Further, the Coles were not "deprived of a fair chance to respond to the summary judgment motion." Brown, 586 F.3d at 1084. They stipulated to the discovery deadline in the scheduling order entered by the Bankruptcy Court. They also had every chance to respond to the Trustee's motion for summary judgment, as evidenced by their filing of their own motions. They sought several extensions of time to respond and in all, were granted a total of 102 days in which to respond, almost five times the 21 days for response provided by Local Rule 9013-1.H.3, U.S. Bankr. Ct. W.D. Mo. The fact that one of the Coles was incarcerated for some portion of the time the summary judgment motion was pending did not deprive them of a fair chance. Bruce Cole's incarceration may have made the task of responding more cumbersome than it otherwise would have been, but any such difficulty should have been remedied by the Bankruptcy Court's grant of additional time, particularly in view of the face that Nanette Cole was not incarcerated, and both Coles are licensed attorneys.

The Bankruptcy Court did not abuse its discretion in refusing to grant the Coles more time to respond to the motion for summary judgment.

F. Issue 4, exclusion of Pellegrino report

The Bankruptcy Court did not abuse its discretion in refusing the Coles' offer of the Pellegrino Report.

First, the report was not authenticated. Rule 56(c)(2) of the Federal Rules of Civil Procedure, made applicable to adversary proceedings by Rule 7056 of the Federal Rules of Bankruptcy Procedure, provides that a party may object to material cited in support of factual disputes if it is not presented in a form that would be admissible in evidence. The report was not self-authenticating, nor was it accompanied by an affidavit or excerpt from deposition testimony. This was particularly problematic because the report was marked as a draft and was not dated.

Second, the opinion provided in the report is hearsay. Hearsay cannot defeat summary judgment. Knutson v. Schwan's Home Serv., Inc., 711 F.3d 911, 914-15 (8th Cir. 2013).

Finally, the report has little or no probative value and considering it would have been a waste of time. Fed.R.Evid. 403. In purporting to value Mamtek's intellectual property at $52 million, the report is premised on an assumption, demonstrated by the undisputed facts to be incorrect, that Mamtek had completed and was operating the sucralose manufacturing facility. In fact, there is no evidence that Mamtek was capable of ever raising sufficient capital to get the project up and running.

The Coles argue that the report evidences additional Mamtek assets - certain intellectual property rights leased by Mamtek, having an alleged value of $52 million - and establishes a dispute of fact regarding Mamtek's insolvency. But as noted above, even if the Bankruptcy Court had considered it, adding the $52 million figure to the asset side of the calculation does not create a genuine dispute of material fact with respect to the Trustee's evidence that Mamtek was insolvent. Its liabilities would still have exceeded its assets by at least $20 million.
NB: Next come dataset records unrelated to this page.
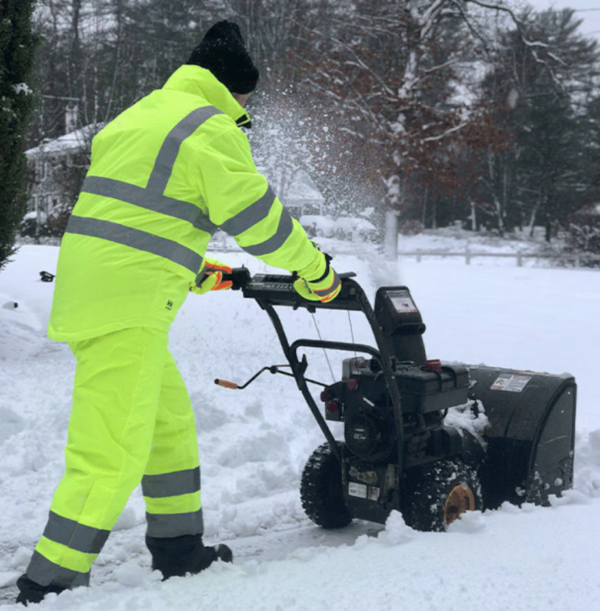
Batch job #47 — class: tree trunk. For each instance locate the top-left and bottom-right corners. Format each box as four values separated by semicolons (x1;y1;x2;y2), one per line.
384;209;398;261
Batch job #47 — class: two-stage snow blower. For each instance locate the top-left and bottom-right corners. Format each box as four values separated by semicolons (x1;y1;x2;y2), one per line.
215;268;576;531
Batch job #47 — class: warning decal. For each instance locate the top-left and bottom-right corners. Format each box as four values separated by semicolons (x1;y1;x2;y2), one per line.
388;291;419;314
348;482;367;499
491;373;531;392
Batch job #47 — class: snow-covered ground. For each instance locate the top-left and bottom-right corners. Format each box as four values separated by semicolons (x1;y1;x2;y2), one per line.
0;237;600;611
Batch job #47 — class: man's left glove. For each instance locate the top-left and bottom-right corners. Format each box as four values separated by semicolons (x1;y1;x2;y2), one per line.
190;259;233;295
294;253;342;303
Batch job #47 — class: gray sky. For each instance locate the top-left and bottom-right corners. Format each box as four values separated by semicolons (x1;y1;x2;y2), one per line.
526;0;600;40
The Bankruptcy Court did not abuse its discretion in refusing to consider the report.

G. Issue 6, denial of motion to amend or for new hearing, and Issue 10, Bankruptcy Court jurisdiction over proceeds of sale of the Coles' residence

Issues 6 and 10 on appeal are waived because the Coles do not raise or brief them on appeal. See Fed. R. Bankr. Proc. 8010(a) (requiring appellant's brief to contain an argument, setting out the contentions with respect to issues presented, reasons therefor, and citations to authorities, statutes and record); and In re Narowetz Mechanical Contractors, Inc., 99 B.R. 850, 858 n.14 (N.D. Ill. 1989) (issues not set out in appellant's opening brief deemed waived, citing Bankr. R. 8010(a)(1)).

VI. Conclusion

The Bankruptcy Court's proposed findings of fact and conclusions of law are adopted to the extent consistent with this Order, and the Trustee's motion for partial summary judgment is granted.

The Trustee's motion [Doc. 21] to strike the Coles' reply brief, and the Coles' motion [Doc. 24] to correct citation errors in a filing, are denied as moot.